Supporting the Data Science Lifecycle

Berkeley Distinguished Lectures in Data Science

Like other sciences, Computer Science is finding itself quickly changed by the ubiquity of data. In this talk, I will touch briefly on my view of data-centric work within Computer Science, and on the gaps that have opened as a result in computing research. Then I will touch on a sequence of projects in my group supporting data science lifecycles, which should be of interest more broadly across data-centric fields. This includes the Data Wrangler project (commercialized as Trifacta), and two new projects in the RISELab: Jarvis (an experiment management framework) and Ground (a data context system). These projects are targeted at “everyday data professionals” in both businesses and academia. This talk represents joint work with a host of collaborators — including Joey Gonzalez, Rolando Garcia and Vikram Sreekanti — and it should be accessible to anyone who works with data.

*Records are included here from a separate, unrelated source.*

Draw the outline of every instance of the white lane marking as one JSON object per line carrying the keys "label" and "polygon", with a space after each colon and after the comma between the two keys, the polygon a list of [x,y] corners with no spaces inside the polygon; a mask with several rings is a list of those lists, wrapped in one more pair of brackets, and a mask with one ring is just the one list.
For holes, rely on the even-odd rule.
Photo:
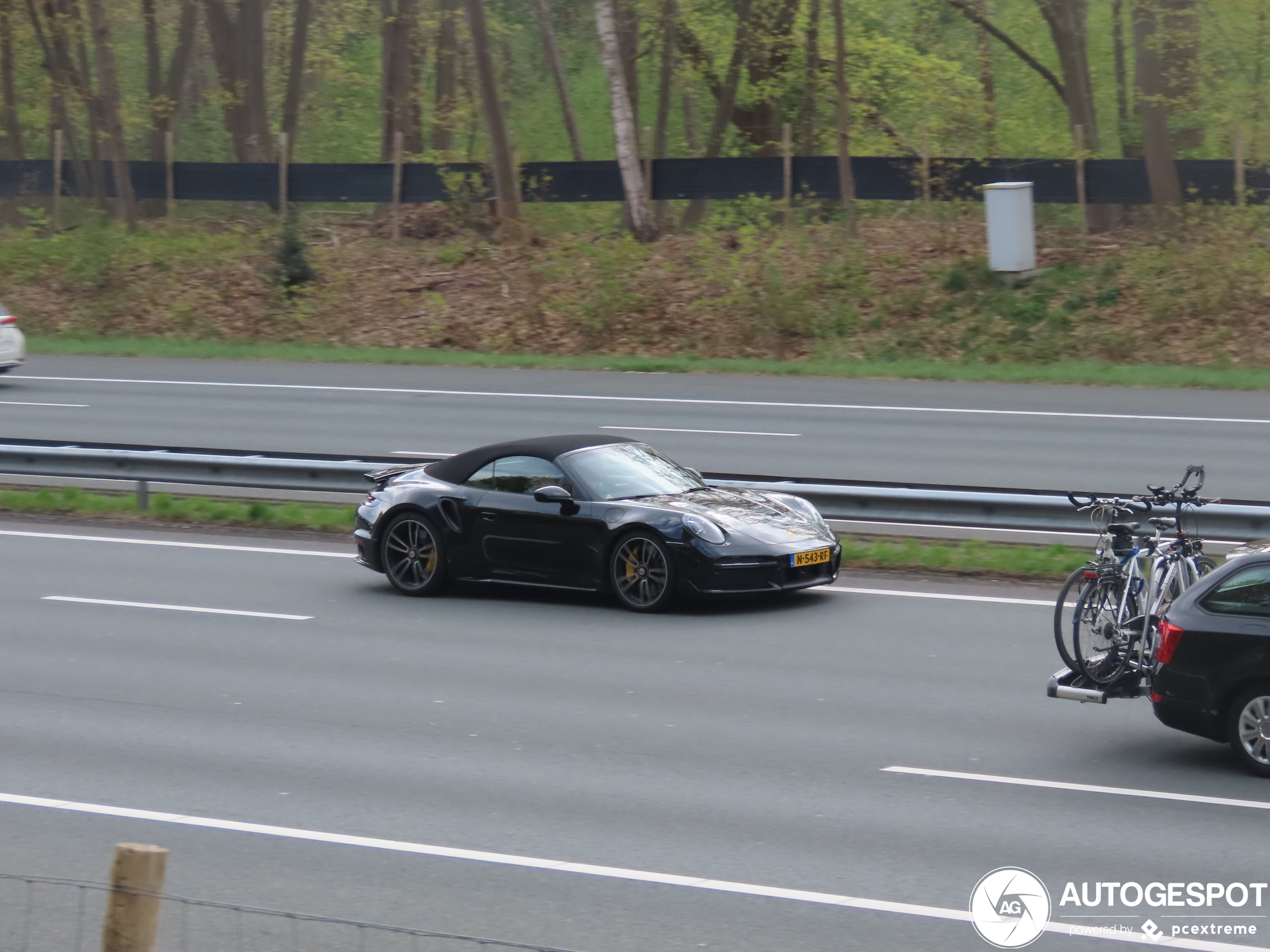
{"label": "white lane marking", "polygon": [[194,608],[193,605],[160,605],[154,602],[116,602],[110,598],[75,598],[74,595],[44,595],[42,602],[77,602],[86,605],[119,605],[121,608],[161,608],[168,612],[199,612],[202,614],[243,614],[248,618],[282,618],[288,622],[307,622],[311,614],[278,614],[276,612],[240,612],[236,608]]}
{"label": "white lane marking", "polygon": [[1064,783],[1062,781],[1034,781],[1026,777],[999,777],[992,773],[961,773],[960,770],[927,770],[921,767],[883,767],[884,773],[911,773],[918,777],[947,777],[955,781],[982,781],[984,783],[1012,783],[1019,787],[1049,787],[1074,790],[1086,793],[1118,793],[1121,797],[1147,800],[1180,800],[1186,803],[1212,803],[1215,806],[1242,806],[1250,810],[1270,810],[1270,801],[1232,800],[1231,797],[1201,797],[1196,793],[1168,793],[1162,790],[1134,790],[1133,787],[1101,787],[1093,783]]}
{"label": "white lane marking", "polygon": [[37,404],[34,400],[0,400],[0,404],[5,406],[90,406],[90,404]]}
{"label": "white lane marking", "polygon": [[48,380],[66,383],[144,383],[178,387],[255,387],[260,390],[326,390],[344,393],[419,393],[427,396],[488,396],[516,397],[523,400],[608,400],[629,404],[696,404],[704,406],[785,406],[810,410],[886,410],[895,413],[923,414],[984,414],[989,416],[1071,416],[1088,420],[1163,420],[1167,423],[1256,423],[1270,424],[1270,420],[1256,420],[1246,416],[1156,416],[1151,414],[1091,414],[1066,410],[979,410],[951,406],[886,406],[874,404],[798,404],[781,400],[702,400],[697,397],[641,397],[641,396],[599,396],[589,393],[517,393],[493,390],[425,390],[422,387],[337,387],[323,383],[237,383],[226,381],[201,380],[128,380],[123,377],[37,377],[23,374],[23,380]]}
{"label": "white lane marking", "polygon": [[1035,598],[997,598],[996,595],[950,595],[936,592],[895,592],[892,589],[855,589],[846,585],[824,585],[817,592],[846,592],[852,595],[900,595],[903,598],[942,598],[949,602],[996,602],[1002,605],[1045,605],[1054,607],[1054,602],[1041,602]]}
{"label": "white lane marking", "polygon": [[0,536],[24,536],[28,538],[60,538],[75,542],[124,542],[132,546],[171,546],[174,548],[216,548],[225,552],[265,552],[268,555],[315,555],[326,559],[357,559],[353,552],[316,552],[307,548],[264,548],[263,546],[218,546],[212,542],[171,542],[157,538],[116,538],[113,536],[71,536],[61,532],[19,532],[0,529]]}
{"label": "white lane marking", "polygon": [[729,437],[801,437],[801,433],[756,433],[753,430],[682,430],[676,426],[601,426],[602,430],[632,430],[635,433],[723,433]]}
{"label": "white lane marking", "polygon": [[[676,876],[672,873],[646,872],[643,869],[624,869],[616,866],[593,866],[591,863],[570,863],[560,859],[538,859],[527,856],[514,856],[509,853],[488,853],[478,849],[456,849],[453,847],[433,847],[424,843],[406,843],[403,840],[377,839],[373,836],[351,836],[343,833],[321,833],[319,830],[302,830],[292,826],[267,826],[257,823],[240,823],[237,820],[213,820],[206,816],[184,816],[182,814],[165,814],[155,810],[133,810],[122,806],[103,806],[102,803],[77,803],[71,800],[48,800],[47,797],[27,797],[19,793],[0,793],[0,803],[13,803],[15,806],[38,806],[48,810],[69,810],[79,814],[97,814],[99,816],[119,816],[128,820],[152,820],[156,823],[171,823],[182,826],[203,826],[213,830],[230,830],[234,833],[254,833],[263,836],[281,836],[284,839],[302,839],[318,843],[335,843],[347,847],[368,847],[371,849],[387,849],[396,853],[417,853],[422,856],[444,857],[448,859],[472,859],[480,863],[497,863],[500,866],[519,866],[532,869],[550,869],[552,872],[580,873],[582,876],[602,876],[611,880],[632,880],[636,882],[655,882],[664,886],[686,886],[688,889],[710,890],[714,892],[734,892],[747,896],[763,896],[768,899],[789,899],[798,902],[818,902],[820,905],[845,906],[847,909],[867,909],[875,913],[899,913],[902,915],[921,915],[931,919],[951,919],[954,922],[969,922],[970,914],[965,909],[945,909],[944,906],[925,906],[913,902],[889,902],[881,899],[862,899],[860,896],[839,896],[832,892],[812,892],[808,890],[787,890],[776,886],[757,886],[748,882],[729,882],[726,880],[704,880],[696,876]],[[1049,923],[1046,932],[1058,935],[1071,935],[1071,925],[1067,923]],[[1139,944],[1160,944],[1163,948],[1194,948],[1200,952],[1247,952],[1251,946],[1236,946],[1224,942],[1204,942],[1198,939],[1166,938],[1153,943],[1142,933],[1124,933],[1114,937],[1119,942],[1137,942]]]}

The Berkeley Distinguished Lectures in Data Science, co-hosted by the Berkeley Institute for Data Science (BIDS) and the Berkeley Division of Data Sciences, feature faculty doing visionary research that illustrates the character of the ongoing data, computational, inferential revolution. All campus community members are welcome and encouraged to attend.  Arrive at 3:30pm for tea, coffee and discussion prior to the formal presentation.

Speaker(s)

Joe Hellerstein

Professor, Electrical Engineering and Computer Sciences
University of California, Berkeley

Joseph M. Hellerstein is the Jim Gray Professor of Computer Science at the University of California, Berkeley.  His work focuses on data-centric systems and the way they drive computing, including parallel and distributed programming models, analytic data context, interactive data visualization and transformation, scalable machine learning, distributed systems and networking. He collaborates actively with colleagues in a wide variety of fields including Programming Languages, Human-Computer Interaction, Machine Learning, Networking, Security, and Theoretical Computer Science. He is an ACM Fellow, an Alfred P. Sloan Research Fellow and the recipient of three ACM-SIGMOD "Test of Time" awards for his research. In 2010, Fortune Magazine included him in their list of 50 smartest people in technology , and MIT's Technology Review magazine included his work on their TR10 list of the 10 technologies "most likely to change our world". Hellerstein is the co-founder and Chief Strategy Officer of Trifacta, a software vendor providing intelligent interactive solutions for wrangling data. He serves on the technical advisory boards of a number of computing and internet companies including EMC, SurveyMonkey, Captricity and Dato, and previously served as the Director of Intel Research, Berkeley.